A menina que mais teve premiações em Olimpíadas Científicas em 2018 no Brasil
Natália Bigolin Groff, aos 14 anos, encerrou o Ensino Fundamental com 25 premiações em Olimpíadas Científicas nas áreas de Matemática, Física, Química, Astronomia, Informática e Robótica, sendo 9 premiações em 2018. Isso que a gente fala como “fazer o ano render”, né? A Natália é demais! Ela é tetracampeã da OBMEP devido seu ouro conquistado em 2018 e foi a menina no Brasil que mais teve premiações este ano em Olimpíadas Científicas. Em 2019, ela recebeu o resultado da OBFEP, onde foi a única menina medalhista de ouro do RS.

O melhor desempenho feminino do Brasil na Olimpíada Brasileira de Matemática
Mariana Bigolin Groff, que encerrou o Ensino Médio em 2018 aos 17 anos, com mais de 40 premiações em olimpíadas científicas nas áreas de Matemática, Física, Química, Astronomia, Informática, Linguística e Geografia.
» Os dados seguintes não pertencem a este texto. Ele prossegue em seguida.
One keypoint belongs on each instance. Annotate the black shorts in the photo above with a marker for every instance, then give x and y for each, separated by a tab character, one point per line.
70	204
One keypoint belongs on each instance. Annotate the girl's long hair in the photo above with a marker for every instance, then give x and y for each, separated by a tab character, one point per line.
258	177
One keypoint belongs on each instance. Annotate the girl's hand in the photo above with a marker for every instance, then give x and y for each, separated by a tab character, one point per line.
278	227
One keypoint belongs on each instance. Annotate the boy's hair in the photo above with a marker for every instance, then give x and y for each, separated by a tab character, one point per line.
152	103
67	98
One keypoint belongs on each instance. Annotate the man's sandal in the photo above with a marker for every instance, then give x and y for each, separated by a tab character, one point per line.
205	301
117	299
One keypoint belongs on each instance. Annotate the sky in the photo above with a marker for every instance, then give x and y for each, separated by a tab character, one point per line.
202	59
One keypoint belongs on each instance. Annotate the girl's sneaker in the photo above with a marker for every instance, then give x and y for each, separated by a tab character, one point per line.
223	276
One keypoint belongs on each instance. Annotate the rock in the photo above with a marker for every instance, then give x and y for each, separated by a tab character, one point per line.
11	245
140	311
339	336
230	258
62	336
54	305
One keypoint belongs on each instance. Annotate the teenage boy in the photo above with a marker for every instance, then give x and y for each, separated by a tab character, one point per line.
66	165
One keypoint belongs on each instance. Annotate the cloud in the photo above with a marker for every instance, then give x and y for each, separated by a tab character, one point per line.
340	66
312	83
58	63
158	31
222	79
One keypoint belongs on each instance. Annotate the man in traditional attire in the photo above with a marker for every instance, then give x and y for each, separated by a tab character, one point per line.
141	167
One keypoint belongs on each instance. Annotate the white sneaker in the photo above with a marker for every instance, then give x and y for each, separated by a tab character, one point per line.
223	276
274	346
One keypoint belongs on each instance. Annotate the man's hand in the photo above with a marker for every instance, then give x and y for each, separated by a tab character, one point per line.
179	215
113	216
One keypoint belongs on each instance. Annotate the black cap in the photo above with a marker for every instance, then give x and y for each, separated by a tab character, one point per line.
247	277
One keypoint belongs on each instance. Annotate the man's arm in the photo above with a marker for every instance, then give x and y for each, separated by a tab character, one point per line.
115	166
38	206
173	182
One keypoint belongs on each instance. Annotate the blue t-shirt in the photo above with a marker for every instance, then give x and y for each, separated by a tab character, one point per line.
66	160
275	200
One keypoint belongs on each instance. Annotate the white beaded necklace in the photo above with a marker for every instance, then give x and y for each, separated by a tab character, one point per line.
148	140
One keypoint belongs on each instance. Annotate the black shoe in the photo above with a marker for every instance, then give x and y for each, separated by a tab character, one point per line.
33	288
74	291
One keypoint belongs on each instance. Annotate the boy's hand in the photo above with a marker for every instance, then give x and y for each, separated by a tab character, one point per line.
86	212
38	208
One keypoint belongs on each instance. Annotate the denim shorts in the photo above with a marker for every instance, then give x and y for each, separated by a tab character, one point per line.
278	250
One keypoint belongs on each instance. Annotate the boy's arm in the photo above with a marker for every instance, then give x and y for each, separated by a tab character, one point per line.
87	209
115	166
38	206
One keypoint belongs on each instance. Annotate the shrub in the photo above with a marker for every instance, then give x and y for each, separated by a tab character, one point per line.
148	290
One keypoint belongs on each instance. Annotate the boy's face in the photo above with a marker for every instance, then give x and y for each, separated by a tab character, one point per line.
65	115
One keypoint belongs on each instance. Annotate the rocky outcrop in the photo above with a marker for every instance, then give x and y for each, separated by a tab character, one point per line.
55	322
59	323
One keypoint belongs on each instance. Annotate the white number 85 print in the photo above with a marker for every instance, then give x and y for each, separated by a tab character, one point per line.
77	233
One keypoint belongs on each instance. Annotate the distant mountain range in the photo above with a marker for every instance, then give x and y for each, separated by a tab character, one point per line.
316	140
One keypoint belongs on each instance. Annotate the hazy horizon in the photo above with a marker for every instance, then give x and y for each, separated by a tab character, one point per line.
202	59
Em 2018, ela teve o melhor desempenho feminino do Brasil na Olimpíada Brasileira de Matemática – OBM e na OBMEP, o que vai lhe render o Troféu IMPA Meninas Olímpicas, além de ter tido o melhor desempenho na EGMO 2018– Olimpíada Européia de Matemática para Meninas, sendo bimedalhista, sua equipe elevou o Brasil em 13 posições comparado ao desempenho de 2017. Mariana é hexa na OBMEP, tendo obtido seis medalhas de ouro.

Troféu Mulher Cidadã do RS, finalista do Prêmio Educação e Medalha da Ordem Nacional do Mérito Educativo pelo Ministério da Educação
A profª Nara Bigolin, mãe das meninas olímpicas e uma das idealizadora do projeto, em março foi honrada com o Troféu Mulher Cidadã do RS dado pela Assembleia Legislativa do Estado. Já em setembro foi fi nalista no Prêmio Educação organizado pelo SINPRO RS e em dezembro recebeu por decreto presidencial a Medalha da Ordem Nacional do Mérito Educativo pelo Ministério da Educação. “Esperamos que o movimento Meninas Olímpicas continue a crescer através de novas premiações que estão sendo criadas. Em 2018, tivemos 10 meninas nas equipes das olimpíadas internacionais, número histórico no Brasil. E todas as olimpíadas tiveram algum movimento em prol das meninas olímpicas, foi um ano transformador em todos os sentidos”, afirma Nara.

Meninas Olímpicas pelo mundo
Hoje temos algumas mulheres que aderiram ao movimento, como as olímpicas Deborah Alves formada em Computação em Harvard, Carolina Borges do IME e Luize D’Urso, mestranda de Matemática na PUCRJ, nas olimpíadas de Matemática. A ex-secretária de Educação Básica do MEC, Katia Stocco Smole, também motivou a inserção do IMPA no Movimento. Na Biologia, a coordenadora Sonia Andrade, do Butantã de SP, tem motivado a discussão em sua área. Carolina Brito, do Instituto de Física da UFRGS, conduziu a criação do prêmio para as meninas medalhistas de ouro na OBF e OBFEP. A ex-candidata a vice-presidente Manuela D´avila criou uma homenagem pela Procuradoria Especial da Mulher todos os anos para as meninas medalhistas de ouro do RS. “Tivemos também o apoio de coordenadores homens de olimpíadas, como o professor Sergio Maia Melo das olimpíadas de Química, que criou em 2018 premiação especial para as meninas”, lembra Nara. Na Astronomia, o professor Joao Batista Garcia Canalle instituiu equipes internacionais mistas. Nas olimpíadas internacionais, o professor Edmilson Motta criou troféus nas Olimpíadas Internacionais de Matemática: IMO e Conesul, sendo que a primeira a ter premiação para meninas foi a OPM - Olimpíada Paulista de Matemática. “Enfi m, o movimento da minoria feminina que teve adesão das principais olimpíadas do Brasil é uma discussão que veio para ficar “, comemorou a mãe olímpica.